Community Contributed

Li’ula Busby, MHS Grade 12 

Kalo is happiest when it is growing where it belongs. When I was five, my mom asked me what I want to be when I grow up. I said I want to be happy. I’m happiest when I have a sense of belonging. Belonging means to fit in. It means being in the right place with the right people. Knowing your place is challenging sometimes because your place shifts when you’re with different people and when you’re in different places. To truly know your place, you need to know who you are. Next, figure out your viewpoint on what’s right and wrong. Lastly, know where you fall in line – your role.   

Knowing who you are is more than knowing your name. When I’m introducing myself, I don’t just say my name. I say my name, my parents’ names and where I’m from. I’m young so people often ask me who my parents are. They ask because they want to know where I come from and because there’s a significant chance they know someone in my family. If you know where you’re from you know where you’re welcomed. If you know who your family is, you know who you’re welcome around. 

“Politically correct is not always the same as culturally correct,” is a saying I heard from Uncle Earl Kawa’a. 

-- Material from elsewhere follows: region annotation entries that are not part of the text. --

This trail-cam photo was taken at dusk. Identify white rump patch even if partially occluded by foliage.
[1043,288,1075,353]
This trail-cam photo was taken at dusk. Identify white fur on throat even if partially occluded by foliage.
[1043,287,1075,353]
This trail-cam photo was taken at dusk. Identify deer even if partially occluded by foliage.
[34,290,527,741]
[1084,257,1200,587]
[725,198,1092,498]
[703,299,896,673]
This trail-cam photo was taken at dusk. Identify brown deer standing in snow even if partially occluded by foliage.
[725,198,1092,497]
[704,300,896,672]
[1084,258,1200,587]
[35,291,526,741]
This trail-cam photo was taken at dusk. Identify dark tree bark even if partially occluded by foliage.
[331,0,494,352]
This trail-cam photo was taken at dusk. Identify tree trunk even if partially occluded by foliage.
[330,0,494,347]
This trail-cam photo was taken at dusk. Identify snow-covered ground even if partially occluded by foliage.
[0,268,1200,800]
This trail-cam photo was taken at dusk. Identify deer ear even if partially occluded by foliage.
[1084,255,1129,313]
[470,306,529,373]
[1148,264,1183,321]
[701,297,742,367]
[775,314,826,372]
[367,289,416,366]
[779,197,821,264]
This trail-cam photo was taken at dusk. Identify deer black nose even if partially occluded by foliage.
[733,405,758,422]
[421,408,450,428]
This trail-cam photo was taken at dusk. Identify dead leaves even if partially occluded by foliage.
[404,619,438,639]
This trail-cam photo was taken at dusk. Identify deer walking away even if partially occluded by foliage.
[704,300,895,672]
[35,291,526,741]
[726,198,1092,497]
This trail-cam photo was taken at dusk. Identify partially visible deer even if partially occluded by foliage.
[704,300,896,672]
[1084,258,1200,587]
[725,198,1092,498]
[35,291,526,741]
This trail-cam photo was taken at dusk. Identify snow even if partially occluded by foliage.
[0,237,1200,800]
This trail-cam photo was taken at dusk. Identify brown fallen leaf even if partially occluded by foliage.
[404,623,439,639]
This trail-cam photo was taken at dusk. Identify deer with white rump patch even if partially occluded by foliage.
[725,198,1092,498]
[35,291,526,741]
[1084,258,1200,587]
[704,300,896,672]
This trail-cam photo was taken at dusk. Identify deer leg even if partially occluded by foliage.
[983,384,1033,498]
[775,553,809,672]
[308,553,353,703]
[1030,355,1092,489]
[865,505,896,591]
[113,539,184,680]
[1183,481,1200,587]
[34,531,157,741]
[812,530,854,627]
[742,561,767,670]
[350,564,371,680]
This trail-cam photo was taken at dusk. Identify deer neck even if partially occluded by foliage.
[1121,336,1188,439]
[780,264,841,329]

To me that means what’s lawful isn’t always pono and what’s pono isn’t always lawful. For example, it’s politically correct for people to sit three feet away from you on a three-mile beach while blasting their music, but is it culturally correct?  It’s legal for foreigners to vacation on Maui right now, but is it pono? No, it’s not. Be observant, know when to make the right decision and know how to behave in certain places at certain times.

Another way of knowing your place is knowing where you fall in line. If I’m around my little cousins, I can boss them around a little bit, but if I’m with my parents I’m the one that gets bossed around. Your place changes based on the people you’re with. 

As 11th grader Nohea Rojas explained, “respect your elders because it’s just a common courtesy.” 

When you go to someone else’s place it means it’s not yours, so it doesn’t have your rules. If you’re from the states and you come to Hawaii, people here are going to have different rules. Over here we take our shoes off when we come inside because our shoes are dirty. In some other places people keep their shoes on because they think feet are dirty. Even when you’re welcome somewhere you still need to know your place and follow the rules so you can stay welcomed. 

Knowing your place is knowing who you are, knowing what’s right and wrong and knowing where you fall in line. Some varieties of kalo belong in the lo’i and some belong in dryland. Know your place so you can be happy when you grow up too!